Irrigador bucal
Qué es un irrigador bucal y por qué es imprescindible para eliminar la placa bacteriana en 3 segundos
Esta práctica diaria reduce un 41,2 % la inflamación de las encías
La salud bucal ha ido ganando peso en los últimos años como una dimensión estrechamente vinculada al estado general del organismo. La evidencia científica ha puesto de relieve la relación existente entre las enfermedades periodontales, entre ellas la gingivitis y la periodontitis, y distintas patologías sistémicas, como las enfermedades cardiovasculares o la diabetes. Este vínculo ha reforzado la idea de que mantener una higiene bucal completa y eficaz no solo tiene repercusión en la boca, sino también en el equilibrio global de la salud.
En ese marco, los expertos de Dentaid subrayan que la rutina diaria de cuidado bucal no debería limitarse únicamente al cepillado. Aunque el cepillado dental constituye la base del cuidado cotidiano y resulta imprescindible, por sí solo no siempre logra alcanzar con la misma eficacia todos los espacios interdentales ni las zonas situadas bajo la línea de las encías. De este modo, diversas recomendaciones clínicas apuntan a que la higiene interdental debe incorporarse de forma habitual a la rutina diaria y ajustarse, además, a las características y necesidades concretas de cada persona.
Irrigación bucal
Entre los recursos disponibles para reforzar esa limpieza, la irrigación bucal aparece como un complemento eficaz. Esta tecnología se basa en la aplicación de un chorro de agua a presión que permite llegar a áreas de difícil acceso, precisamente aquellas en las que se acumula buena parte de la placa bacteriana. Su utilización contribuye a mejorar el estado de las encías y a disminuir el sangrado gingival3,4. No se trata, por tanto, de un recurso accesorio sin respaldo, sino de una herramienta cuya eficacia ha sido analizada en estudios clínicos y experimentales.
Uno de esos trabajos, desarrollado durante cuatro semanas, asoció el uso de irrigación bucal combinado con el cepillado con una reducción del 41,2 % en un índice de gingivitis.

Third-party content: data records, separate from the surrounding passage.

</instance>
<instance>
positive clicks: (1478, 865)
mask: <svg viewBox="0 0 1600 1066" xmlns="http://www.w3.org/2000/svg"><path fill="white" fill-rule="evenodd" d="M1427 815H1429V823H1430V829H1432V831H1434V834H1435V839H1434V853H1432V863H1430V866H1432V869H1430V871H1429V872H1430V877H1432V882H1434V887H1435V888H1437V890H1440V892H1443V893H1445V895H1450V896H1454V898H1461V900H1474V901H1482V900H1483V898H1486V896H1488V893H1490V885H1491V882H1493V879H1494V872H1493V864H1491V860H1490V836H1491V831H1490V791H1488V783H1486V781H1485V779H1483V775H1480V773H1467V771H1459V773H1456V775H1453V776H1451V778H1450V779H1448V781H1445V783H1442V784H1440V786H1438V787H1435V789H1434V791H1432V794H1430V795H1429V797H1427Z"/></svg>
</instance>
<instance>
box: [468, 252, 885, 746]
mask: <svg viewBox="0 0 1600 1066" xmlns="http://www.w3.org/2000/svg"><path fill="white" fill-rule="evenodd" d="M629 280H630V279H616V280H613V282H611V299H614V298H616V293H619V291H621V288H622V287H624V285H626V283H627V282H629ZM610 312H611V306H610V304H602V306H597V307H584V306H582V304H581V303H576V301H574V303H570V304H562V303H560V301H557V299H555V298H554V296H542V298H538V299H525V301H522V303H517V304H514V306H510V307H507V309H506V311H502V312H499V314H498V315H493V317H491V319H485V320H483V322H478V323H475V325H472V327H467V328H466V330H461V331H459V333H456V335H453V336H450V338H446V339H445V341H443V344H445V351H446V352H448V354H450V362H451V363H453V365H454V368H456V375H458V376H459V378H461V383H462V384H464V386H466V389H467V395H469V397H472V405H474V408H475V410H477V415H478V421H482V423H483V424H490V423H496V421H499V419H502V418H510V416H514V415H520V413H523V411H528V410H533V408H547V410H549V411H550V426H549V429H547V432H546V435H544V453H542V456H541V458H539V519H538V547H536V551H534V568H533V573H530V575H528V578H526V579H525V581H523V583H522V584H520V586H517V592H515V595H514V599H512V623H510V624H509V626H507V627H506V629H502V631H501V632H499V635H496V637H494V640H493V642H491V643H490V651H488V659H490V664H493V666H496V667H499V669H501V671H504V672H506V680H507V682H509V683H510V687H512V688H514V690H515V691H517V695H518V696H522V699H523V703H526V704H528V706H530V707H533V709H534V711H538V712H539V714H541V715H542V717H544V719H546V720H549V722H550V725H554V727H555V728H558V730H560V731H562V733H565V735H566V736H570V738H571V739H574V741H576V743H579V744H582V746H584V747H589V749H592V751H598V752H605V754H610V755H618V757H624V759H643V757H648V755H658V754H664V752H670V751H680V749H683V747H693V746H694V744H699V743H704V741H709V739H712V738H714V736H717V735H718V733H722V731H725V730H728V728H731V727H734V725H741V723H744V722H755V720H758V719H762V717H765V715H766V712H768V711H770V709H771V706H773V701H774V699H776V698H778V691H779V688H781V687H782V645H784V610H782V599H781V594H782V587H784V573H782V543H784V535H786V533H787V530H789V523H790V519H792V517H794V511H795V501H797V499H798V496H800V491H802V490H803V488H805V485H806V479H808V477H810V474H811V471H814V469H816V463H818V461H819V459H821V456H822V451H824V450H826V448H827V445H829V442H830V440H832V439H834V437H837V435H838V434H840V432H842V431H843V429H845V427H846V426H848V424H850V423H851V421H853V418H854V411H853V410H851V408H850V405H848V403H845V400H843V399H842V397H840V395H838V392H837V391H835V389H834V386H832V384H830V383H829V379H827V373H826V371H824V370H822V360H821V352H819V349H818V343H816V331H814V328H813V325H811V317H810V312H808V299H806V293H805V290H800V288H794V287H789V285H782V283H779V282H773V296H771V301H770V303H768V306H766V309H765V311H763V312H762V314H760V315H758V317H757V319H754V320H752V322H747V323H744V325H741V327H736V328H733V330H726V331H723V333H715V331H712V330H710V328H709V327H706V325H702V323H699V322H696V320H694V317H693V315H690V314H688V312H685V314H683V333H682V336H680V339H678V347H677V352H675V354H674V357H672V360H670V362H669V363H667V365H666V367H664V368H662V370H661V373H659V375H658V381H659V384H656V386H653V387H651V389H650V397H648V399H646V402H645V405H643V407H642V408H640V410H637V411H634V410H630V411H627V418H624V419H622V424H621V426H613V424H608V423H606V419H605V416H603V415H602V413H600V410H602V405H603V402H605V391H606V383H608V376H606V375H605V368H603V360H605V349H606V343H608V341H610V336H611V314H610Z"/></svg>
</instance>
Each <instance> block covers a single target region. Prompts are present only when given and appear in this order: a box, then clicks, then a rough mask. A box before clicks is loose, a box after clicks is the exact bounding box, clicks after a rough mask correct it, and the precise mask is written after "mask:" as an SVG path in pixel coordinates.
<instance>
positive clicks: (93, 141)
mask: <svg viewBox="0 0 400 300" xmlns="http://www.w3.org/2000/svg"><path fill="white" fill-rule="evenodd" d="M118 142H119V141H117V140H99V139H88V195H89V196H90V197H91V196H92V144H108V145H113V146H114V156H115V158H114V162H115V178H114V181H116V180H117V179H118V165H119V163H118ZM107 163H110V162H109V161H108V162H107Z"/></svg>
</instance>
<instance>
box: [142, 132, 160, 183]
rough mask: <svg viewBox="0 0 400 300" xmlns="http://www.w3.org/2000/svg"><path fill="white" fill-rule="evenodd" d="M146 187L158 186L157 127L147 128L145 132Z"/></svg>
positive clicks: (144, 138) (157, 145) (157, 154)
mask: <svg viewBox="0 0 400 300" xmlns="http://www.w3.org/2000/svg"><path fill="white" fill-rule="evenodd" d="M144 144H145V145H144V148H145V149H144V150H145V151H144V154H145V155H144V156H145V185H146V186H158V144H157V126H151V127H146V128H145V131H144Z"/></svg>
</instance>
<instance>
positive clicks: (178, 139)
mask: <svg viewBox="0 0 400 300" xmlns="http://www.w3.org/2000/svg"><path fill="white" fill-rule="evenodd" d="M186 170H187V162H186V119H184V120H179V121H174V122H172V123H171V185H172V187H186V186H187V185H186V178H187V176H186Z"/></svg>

Además, esta práctica no solo favorece una mejora significativa de la salud gingival en apenas 14 días, sino que también permite eliminar hasta el 99,9% de la placa bacteriana en 3 segundos. En paralelo, otro estudio realizado con personas que no mantenían una higiene bucal adecuada reflejó que los niveles de biofilm bucal se redujeron en más de un 74 % tras incorporar un irrigador a su rutina diaria4. En conjunto, estos datos refuerzan el valor de una higiene más amplia y precisa.
Pese a ello, el uso del irrigador bucal sigue sin estar muy extendido entre la población. Aun así, la escasa implantación de este hábito no resta importancia a su potencial como apoyo dentro del cuidado cotidiano. Por ese motivo, la divulgación y la educación en salud bucal adquieren un papel decisivo a la hora de trasladar estos conocimientos al día a día de las personas. La información, cuando se convierte en práctica, puede contribuir a consolidar hábitos más completos y sostenidos en el tiempo.
En esa línea se sitúan compañías como Dentaid, que, a través de soluciones de irrigación bucal, buscan acercar estos avances al consumidor y favorecer rutinas de higiene más amplias. Tal como explica Gabriela Bacchini, directora médica de Dentaid, «Una correcta higiene bucal no solo protege la boca, sino que forma parte del cuidado integral de la salud general. La irrigación bucal es una herramienta complementaria eficaz que, combinada con el cepillado, puede ayudar a mejorar la salud de las encías y a reforzar la limpieza en zonas de difícil acceso. En Dentaid trabajamos para acercar esta evidencia a las personas y ayudarle a incorporar hábitos de higiene más completos, transformando el conocimiento en cuidado diario efectivo».